This repository illustrates the task of applying Machine Translation for Product Categorization of an E-Commerce Website data (Flipkart), classification of the description of products into the primary categry of their category tree, and the documenting the path to an optimal model pipeline
Clone the repo
git clone https://github.com/Priyanshiguptaaa/Flipkart_Product_Categorization/-.git
cd Flipkart_Product_Categorization/
** Note: The Code is Implemented in Google Colaboratory that lets us build the project without installing it locally. Installation of some libraries may take some time depending on your internet connection and system properties. You can download the Colab Notebook as a Jupyter Notebook and Run it Locally or on the Google Colab Platform as well
You can download the E-Commerce Dataset sample from here
The following steps are performed:
**Note: Alternate approach to cleaning can be using BeautifulSoup and Selenium to scrape the product category from the website using the Product URL
Feature Name | Type | Description |
---|---|---|
Description | STR | The description of the Product (Primary Feature) |
Product_Category_Tree | STR | Used to Extract the Primary Category |
Topic modeling is a type of statistical modeling for discovering the abstract “topics” that occur in a collection of documents. Latent Dirichlet Allocation (LDA) is an example of topic model and is used to classify text in a document to a particular topic. It builds a topic per document model and words per topic model, modeled as Dirichlet distributions.

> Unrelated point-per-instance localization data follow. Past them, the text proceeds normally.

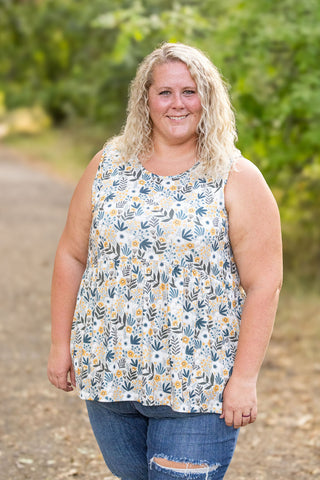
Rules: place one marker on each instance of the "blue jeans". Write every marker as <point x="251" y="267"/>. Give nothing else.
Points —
<point x="131" y="436"/>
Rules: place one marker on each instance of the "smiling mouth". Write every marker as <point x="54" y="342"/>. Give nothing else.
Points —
<point x="181" y="117"/>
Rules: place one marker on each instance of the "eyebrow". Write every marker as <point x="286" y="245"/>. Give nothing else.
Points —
<point x="190" y="87"/>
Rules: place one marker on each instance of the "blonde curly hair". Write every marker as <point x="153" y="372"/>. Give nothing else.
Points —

For product categorization task, the conventional methods are based on machine learning classification algorithms, but this paper : - ("Don’t Classify, Translate: Multi-Level E-Commerce Product Categorization Via Machine Translation". Maggie Yundi Li, Liling Tan, Stanley Kok. 2018. https://arxiv.org/pdf/1812.05774.pdf ) has proposed a new paradigm based on machine translation and it has shown that this approach achieves better predictiion accuracy than the classification system. Here we have implemented the proposed model.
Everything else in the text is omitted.